Hermiston Council Approves 15-Year Tax Break for Lamb Weston

Hermiston Assistant City Manager Mark Morgan explains the details behind a tax break for Lamb Weston during Monday's city council meeting. (Photo: Michael Kane)

The Hermiston City Council voted Monday night to give Lamb Weston a 15-year property tax break, following the company’s recent announcement that it would expand its Hermiston operations.

The long-term tax break, however, comes with annual fees of $1 million, with half going to the city and half to Umatilla County.

Hermiston Assistant City Manager Mark Morgan said the tax break for Lamb Weston was necessary to get the company to choose Hermiston for its expansion plans. The company was also considering expanding in three other locations – Paterson, Boardman or Richland, Wash.

“Lamb Weston is making this expansion in a globally competitive industry,” Morgan said.

This is the first 15-year tax abatement the city has given to a company. Past tax breaks have been for three or five years. Morgan said those breaks gave companies 100-percent break on their taxes.

The $1 million annual payments to the city and county, said Morgan, will equal about 42 percent of what Lamb Weston would have paid in property taxes during the 15-year period.

The company recently announced an investment to expand operations at its Hermiston processing facility with the construction of a 300 million pound-per-year, state-of-the-art french fry line. The new line will be modeled on the company’s recently operational production line in Richland, Wash., and is expected to be completed in the fourth quarter of fiscal 2019. The new Hermiston line is intended to support growth in North America, as well as exports to Asia where demand growth has been, and is expected to remain, strong. The expansion is expected to add approximately between 140 and 170 full-time positions.
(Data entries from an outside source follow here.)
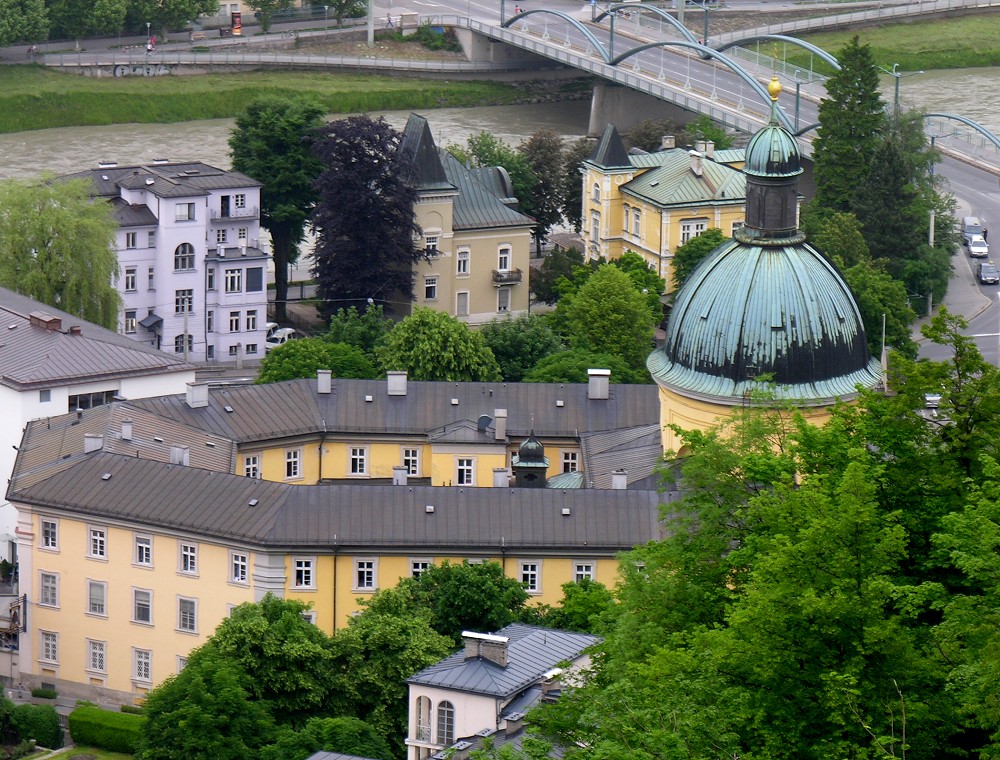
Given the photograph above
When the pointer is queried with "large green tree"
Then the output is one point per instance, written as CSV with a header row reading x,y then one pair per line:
x,y
852,117
519,343
270,144
364,213
302,358
431,345
57,245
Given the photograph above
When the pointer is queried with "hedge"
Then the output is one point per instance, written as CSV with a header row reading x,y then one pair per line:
x,y
113,731
38,722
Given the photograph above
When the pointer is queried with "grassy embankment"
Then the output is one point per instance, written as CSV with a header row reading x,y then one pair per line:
x,y
32,97
952,43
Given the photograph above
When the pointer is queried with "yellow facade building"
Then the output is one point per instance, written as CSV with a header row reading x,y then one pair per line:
x,y
142,523
652,203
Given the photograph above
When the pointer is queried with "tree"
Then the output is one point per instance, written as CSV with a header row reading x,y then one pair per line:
x,y
688,256
544,154
302,358
270,144
206,710
364,212
851,119
57,246
431,345
455,598
571,366
266,9
23,21
519,343
573,155
363,331
609,315
561,262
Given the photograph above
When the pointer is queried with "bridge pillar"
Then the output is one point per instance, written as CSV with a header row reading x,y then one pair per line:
x,y
623,107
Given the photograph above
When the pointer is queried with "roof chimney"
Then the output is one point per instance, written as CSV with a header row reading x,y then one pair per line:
x,y
395,383
619,480
197,396
696,162
324,381
598,381
487,646
500,424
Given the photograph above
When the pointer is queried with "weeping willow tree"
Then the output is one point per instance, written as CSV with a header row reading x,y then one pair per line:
x,y
57,246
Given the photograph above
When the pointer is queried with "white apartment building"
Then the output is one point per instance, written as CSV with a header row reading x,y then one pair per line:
x,y
193,272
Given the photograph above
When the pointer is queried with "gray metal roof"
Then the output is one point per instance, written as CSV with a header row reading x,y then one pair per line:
x,y
749,310
532,651
349,518
266,412
35,357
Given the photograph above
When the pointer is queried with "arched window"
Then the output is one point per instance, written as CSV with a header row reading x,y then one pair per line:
x,y
184,257
423,719
446,724
179,343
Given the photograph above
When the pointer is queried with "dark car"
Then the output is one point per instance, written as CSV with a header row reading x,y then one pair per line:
x,y
988,274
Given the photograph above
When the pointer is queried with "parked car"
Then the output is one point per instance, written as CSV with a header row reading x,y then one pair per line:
x,y
978,247
279,338
988,274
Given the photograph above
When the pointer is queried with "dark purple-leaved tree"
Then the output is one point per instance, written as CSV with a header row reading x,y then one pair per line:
x,y
364,214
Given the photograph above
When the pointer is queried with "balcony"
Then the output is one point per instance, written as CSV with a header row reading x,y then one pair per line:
x,y
506,277
234,213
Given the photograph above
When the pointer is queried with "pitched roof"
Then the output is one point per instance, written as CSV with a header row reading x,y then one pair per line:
x,y
531,652
610,152
37,356
350,518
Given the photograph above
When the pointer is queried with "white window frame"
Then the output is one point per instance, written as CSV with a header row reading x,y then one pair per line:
x,y
365,574
304,573
48,647
48,593
136,594
187,557
357,462
293,464
49,529
465,471
142,550
239,568
142,665
100,609
182,614
97,656
530,575
97,542
410,459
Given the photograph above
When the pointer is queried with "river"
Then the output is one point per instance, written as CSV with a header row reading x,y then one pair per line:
x,y
71,149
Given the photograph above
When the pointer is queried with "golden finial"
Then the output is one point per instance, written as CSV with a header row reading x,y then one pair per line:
x,y
774,87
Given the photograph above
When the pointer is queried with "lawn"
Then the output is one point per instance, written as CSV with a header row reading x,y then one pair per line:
x,y
952,43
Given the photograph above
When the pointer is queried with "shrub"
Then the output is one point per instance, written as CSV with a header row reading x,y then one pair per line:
x,y
115,732
38,722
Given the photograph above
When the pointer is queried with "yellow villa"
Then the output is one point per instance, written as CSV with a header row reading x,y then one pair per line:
x,y
142,523
652,203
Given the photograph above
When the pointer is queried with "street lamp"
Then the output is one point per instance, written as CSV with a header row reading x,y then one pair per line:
x,y
897,75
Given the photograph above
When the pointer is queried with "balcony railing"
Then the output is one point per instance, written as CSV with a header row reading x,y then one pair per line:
x,y
506,276
236,213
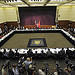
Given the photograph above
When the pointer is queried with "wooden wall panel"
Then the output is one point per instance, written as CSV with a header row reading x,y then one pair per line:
x,y
2,26
12,23
63,23
42,26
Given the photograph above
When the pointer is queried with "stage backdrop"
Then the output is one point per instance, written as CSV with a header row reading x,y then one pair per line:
x,y
46,15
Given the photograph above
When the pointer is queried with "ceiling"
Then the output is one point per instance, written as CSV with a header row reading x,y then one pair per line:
x,y
29,3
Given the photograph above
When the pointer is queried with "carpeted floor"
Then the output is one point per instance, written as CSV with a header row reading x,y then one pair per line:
x,y
40,63
53,40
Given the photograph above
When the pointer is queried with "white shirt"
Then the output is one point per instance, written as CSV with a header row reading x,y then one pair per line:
x,y
0,30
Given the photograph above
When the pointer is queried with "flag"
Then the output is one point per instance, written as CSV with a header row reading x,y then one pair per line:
x,y
39,24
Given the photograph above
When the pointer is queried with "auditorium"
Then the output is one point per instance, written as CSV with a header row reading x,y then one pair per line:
x,y
37,37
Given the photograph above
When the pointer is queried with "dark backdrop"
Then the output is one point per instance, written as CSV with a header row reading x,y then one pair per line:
x,y
46,15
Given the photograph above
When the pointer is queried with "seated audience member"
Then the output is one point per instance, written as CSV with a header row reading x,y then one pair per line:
x,y
68,52
30,53
0,29
27,63
55,72
67,61
11,53
15,69
16,54
1,54
21,60
31,69
5,53
62,54
49,53
4,70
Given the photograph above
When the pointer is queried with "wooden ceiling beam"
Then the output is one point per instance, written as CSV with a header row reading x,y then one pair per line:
x,y
6,4
66,2
25,2
47,2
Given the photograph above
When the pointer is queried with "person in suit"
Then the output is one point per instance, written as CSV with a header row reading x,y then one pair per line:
x,y
11,53
30,53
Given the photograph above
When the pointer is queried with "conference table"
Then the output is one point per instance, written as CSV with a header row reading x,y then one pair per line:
x,y
53,50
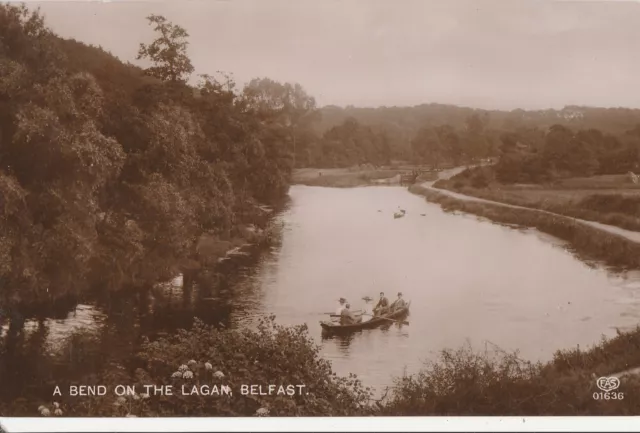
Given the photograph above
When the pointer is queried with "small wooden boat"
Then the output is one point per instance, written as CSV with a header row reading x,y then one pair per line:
x,y
369,324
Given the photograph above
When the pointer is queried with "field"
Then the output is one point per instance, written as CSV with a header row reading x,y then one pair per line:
x,y
352,177
610,199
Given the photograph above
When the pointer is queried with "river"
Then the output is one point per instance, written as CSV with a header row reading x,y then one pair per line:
x,y
470,282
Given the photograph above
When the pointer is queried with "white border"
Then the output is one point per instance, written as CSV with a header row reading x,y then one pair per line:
x,y
478,424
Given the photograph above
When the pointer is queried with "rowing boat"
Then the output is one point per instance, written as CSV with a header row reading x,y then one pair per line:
x,y
373,323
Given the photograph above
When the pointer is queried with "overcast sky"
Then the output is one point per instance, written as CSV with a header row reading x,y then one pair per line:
x,y
492,54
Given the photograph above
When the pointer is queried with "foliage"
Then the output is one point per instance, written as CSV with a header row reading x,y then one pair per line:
x,y
203,355
109,176
169,52
465,382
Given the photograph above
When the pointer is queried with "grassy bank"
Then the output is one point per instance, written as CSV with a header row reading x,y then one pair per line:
x,y
350,178
609,199
341,177
586,241
464,382
457,382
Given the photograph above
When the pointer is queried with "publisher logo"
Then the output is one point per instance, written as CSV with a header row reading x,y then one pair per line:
x,y
608,384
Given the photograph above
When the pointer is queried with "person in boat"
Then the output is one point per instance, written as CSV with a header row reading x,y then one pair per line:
x,y
398,304
382,306
367,312
348,318
340,306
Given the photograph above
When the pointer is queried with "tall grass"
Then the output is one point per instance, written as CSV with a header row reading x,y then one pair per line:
x,y
464,382
586,241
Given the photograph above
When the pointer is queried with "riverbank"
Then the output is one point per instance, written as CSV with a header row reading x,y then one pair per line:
x,y
588,242
459,382
351,178
607,199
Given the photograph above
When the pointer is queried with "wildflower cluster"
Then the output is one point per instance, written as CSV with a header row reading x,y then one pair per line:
x,y
193,369
55,409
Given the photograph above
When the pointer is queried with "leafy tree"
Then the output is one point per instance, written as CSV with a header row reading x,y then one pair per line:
x,y
168,53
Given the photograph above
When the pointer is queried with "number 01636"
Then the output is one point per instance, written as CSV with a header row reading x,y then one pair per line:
x,y
608,395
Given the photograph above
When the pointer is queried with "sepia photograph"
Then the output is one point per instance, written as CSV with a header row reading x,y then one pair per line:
x,y
337,208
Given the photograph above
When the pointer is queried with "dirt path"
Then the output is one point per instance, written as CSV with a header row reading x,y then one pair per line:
x,y
628,234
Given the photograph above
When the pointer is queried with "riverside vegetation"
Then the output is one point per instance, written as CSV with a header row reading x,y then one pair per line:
x,y
111,175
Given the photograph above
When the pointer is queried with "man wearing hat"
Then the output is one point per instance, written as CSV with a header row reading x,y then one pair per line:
x,y
399,303
347,317
340,306
382,306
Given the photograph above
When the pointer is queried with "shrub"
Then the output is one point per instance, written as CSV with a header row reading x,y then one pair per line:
x,y
270,354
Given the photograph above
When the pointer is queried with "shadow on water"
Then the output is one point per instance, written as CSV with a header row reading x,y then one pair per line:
x,y
76,341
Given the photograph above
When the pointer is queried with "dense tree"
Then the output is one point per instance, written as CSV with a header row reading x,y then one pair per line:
x,y
109,174
168,53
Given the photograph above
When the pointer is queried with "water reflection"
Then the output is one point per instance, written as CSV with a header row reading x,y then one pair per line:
x,y
469,281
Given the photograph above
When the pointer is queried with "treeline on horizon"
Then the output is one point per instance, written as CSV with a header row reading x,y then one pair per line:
x,y
110,173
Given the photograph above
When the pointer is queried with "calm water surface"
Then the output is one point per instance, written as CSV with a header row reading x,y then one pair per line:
x,y
470,281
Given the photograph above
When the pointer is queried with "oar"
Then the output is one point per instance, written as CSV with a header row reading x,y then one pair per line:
x,y
337,315
404,322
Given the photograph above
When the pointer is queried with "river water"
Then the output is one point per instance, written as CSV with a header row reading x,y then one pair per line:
x,y
469,281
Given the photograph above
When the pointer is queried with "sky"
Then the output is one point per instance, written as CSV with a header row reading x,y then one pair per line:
x,y
492,54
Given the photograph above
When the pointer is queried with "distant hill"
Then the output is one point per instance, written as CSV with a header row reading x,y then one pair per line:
x,y
410,119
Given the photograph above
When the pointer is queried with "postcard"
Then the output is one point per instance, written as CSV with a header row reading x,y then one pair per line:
x,y
277,209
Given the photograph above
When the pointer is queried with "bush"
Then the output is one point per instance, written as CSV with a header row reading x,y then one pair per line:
x,y
463,382
271,354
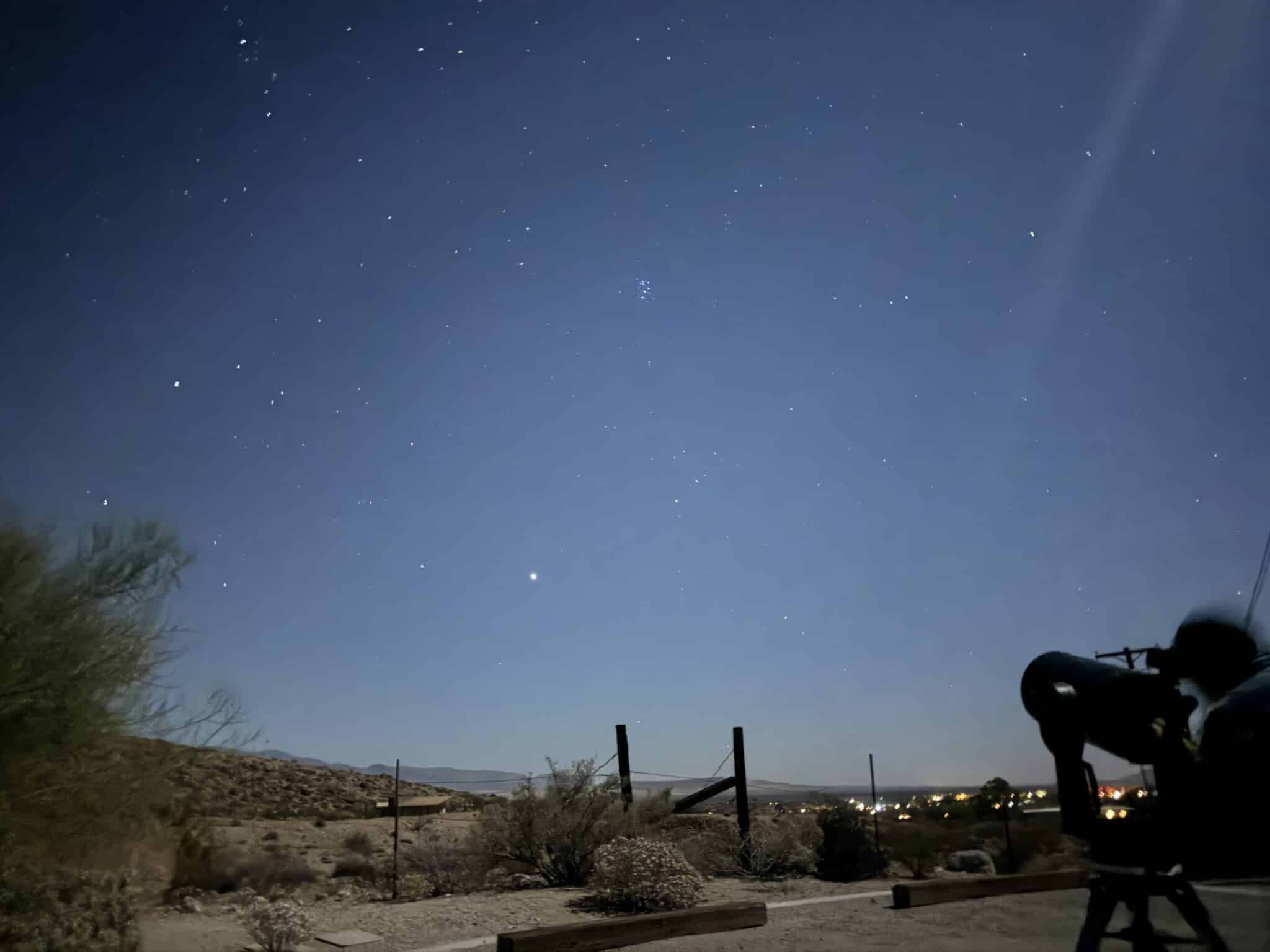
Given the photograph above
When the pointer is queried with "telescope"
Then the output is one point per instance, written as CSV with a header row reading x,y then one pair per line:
x,y
1142,718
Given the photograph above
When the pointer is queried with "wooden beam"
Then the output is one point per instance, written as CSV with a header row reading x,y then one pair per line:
x,y
634,930
704,794
738,764
624,767
906,895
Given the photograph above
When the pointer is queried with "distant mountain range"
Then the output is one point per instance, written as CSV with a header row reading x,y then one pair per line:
x,y
436,776
506,781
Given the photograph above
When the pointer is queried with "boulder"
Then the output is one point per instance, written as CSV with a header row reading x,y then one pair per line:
x,y
972,861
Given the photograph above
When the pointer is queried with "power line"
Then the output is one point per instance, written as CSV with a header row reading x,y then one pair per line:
x,y
1258,586
721,765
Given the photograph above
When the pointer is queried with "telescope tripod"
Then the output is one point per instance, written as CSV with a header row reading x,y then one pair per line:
x,y
1134,888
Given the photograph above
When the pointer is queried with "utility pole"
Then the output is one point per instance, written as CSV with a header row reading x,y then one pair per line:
x,y
738,763
397,823
624,767
873,786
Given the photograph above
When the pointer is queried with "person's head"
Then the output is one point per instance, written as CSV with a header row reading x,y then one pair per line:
x,y
1214,653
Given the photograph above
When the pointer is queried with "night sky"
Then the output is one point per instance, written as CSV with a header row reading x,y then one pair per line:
x,y
516,369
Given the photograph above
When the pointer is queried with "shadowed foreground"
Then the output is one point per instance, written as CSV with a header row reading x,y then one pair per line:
x,y
1038,920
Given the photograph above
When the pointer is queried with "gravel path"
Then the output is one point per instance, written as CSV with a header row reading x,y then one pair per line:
x,y
1038,922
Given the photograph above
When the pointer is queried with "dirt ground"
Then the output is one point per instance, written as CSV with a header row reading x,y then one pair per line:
x,y
1016,922
411,926
323,845
1041,922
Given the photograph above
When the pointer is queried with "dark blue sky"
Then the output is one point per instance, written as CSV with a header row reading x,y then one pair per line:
x,y
825,362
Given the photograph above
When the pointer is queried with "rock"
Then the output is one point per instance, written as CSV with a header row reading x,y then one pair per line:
x,y
526,881
972,861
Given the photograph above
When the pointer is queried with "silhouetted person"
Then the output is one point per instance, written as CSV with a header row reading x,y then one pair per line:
x,y
1231,672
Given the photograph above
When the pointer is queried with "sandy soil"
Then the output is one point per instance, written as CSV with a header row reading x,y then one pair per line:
x,y
1038,922
408,926
323,845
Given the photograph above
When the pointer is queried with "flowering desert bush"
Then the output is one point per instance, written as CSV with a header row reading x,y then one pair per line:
x,y
636,875
278,927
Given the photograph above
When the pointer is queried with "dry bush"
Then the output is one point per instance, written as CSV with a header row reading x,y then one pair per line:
x,y
356,865
1038,845
848,848
360,843
276,873
278,927
916,844
710,850
559,832
783,847
778,847
42,909
203,863
448,867
638,875
86,653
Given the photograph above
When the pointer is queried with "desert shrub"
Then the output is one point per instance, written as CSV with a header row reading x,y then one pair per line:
x,y
917,845
1038,845
711,850
278,927
202,863
59,909
783,847
636,875
559,832
356,865
448,867
848,847
273,873
358,843
778,848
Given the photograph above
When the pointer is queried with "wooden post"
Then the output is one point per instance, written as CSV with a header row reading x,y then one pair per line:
x,y
873,786
1010,845
397,822
738,763
624,767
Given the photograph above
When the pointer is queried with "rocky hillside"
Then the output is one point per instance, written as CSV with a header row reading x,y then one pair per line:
x,y
226,783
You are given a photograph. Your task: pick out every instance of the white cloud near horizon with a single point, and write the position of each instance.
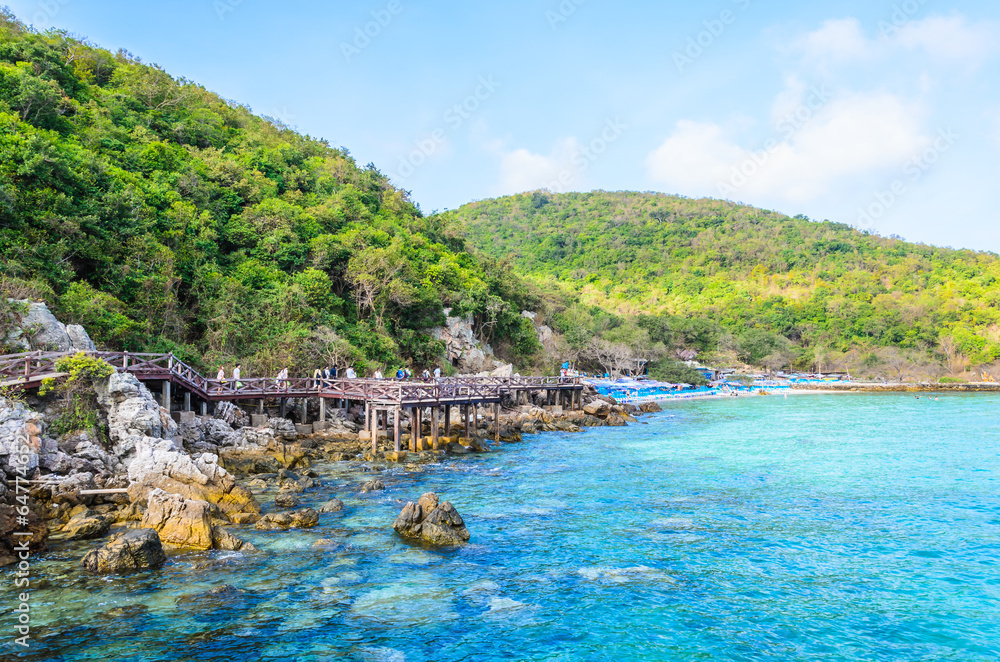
(945, 38)
(850, 136)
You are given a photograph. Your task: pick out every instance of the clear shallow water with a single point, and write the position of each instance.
(808, 528)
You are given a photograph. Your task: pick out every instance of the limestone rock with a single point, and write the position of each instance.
(79, 339)
(181, 523)
(300, 519)
(86, 526)
(598, 408)
(136, 549)
(9, 525)
(158, 465)
(133, 413)
(230, 413)
(435, 523)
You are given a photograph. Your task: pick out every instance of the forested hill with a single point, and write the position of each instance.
(163, 217)
(813, 283)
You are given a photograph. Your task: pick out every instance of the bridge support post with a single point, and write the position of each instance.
(397, 427)
(434, 428)
(414, 429)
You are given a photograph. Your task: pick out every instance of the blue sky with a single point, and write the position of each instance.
(882, 115)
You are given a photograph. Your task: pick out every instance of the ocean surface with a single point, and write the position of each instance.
(812, 527)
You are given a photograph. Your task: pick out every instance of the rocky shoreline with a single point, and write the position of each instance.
(145, 482)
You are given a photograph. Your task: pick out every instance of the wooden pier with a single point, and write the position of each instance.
(381, 399)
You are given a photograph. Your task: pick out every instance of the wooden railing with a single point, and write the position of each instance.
(28, 369)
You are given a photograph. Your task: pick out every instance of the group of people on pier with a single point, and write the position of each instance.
(325, 376)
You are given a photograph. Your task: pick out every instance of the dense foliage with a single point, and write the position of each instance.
(164, 218)
(717, 276)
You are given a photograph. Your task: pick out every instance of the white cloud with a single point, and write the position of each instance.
(821, 149)
(943, 38)
(948, 38)
(838, 39)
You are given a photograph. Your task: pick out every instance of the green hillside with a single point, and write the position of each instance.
(163, 217)
(705, 273)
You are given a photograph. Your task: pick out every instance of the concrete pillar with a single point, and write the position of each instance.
(414, 429)
(397, 425)
(434, 428)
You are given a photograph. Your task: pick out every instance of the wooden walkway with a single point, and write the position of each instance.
(380, 398)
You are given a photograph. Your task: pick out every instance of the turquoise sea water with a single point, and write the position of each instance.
(848, 527)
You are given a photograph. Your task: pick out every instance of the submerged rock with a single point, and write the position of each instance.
(434, 523)
(136, 549)
(373, 486)
(299, 519)
(332, 506)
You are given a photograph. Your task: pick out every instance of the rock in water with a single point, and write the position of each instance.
(179, 522)
(434, 523)
(136, 549)
(86, 526)
(300, 519)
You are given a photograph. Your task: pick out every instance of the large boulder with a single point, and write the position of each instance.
(598, 408)
(11, 545)
(136, 549)
(20, 430)
(133, 413)
(230, 413)
(158, 465)
(435, 523)
(181, 523)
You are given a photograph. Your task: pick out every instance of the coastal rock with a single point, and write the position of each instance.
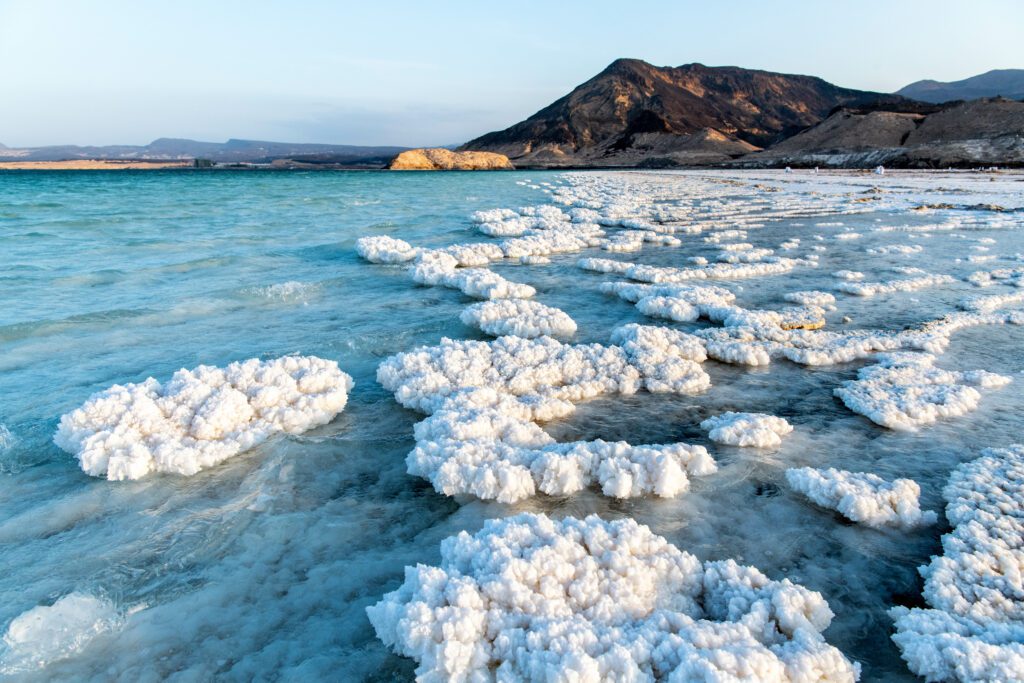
(438, 159)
Morgan said the new jobs are expected to be at or above the county’s average wage of about $37,000 per year or $18 per hour.

The city and county are planning to use the annual $1 million payments on infrastructure projects with the goal of increasing housing starts in Hermiston. Morgan said it doesn’t boost the Hermiston economy much if Lamb Weston employees are commuting from the Tri-Cities to Hermiston.

The council action was not without criticism. Both Umatilla County Fire District 1 Chief Scott Stanton and Ric Sherman, who is on the fire district board, both expressed concern that tax dollars would not be available to help fund the fire district. Sherman said the new expansion will bring in more people to the area, meaning more calls for service, but without any additional funding support.

Mayor Dave Drotzmann said he appreciated their concern, but added that economic development is one of the city’s top priorities and that Lamb Weston would eventually come onto the tax rolls.

“This investment could have gone somewhere else,” he said.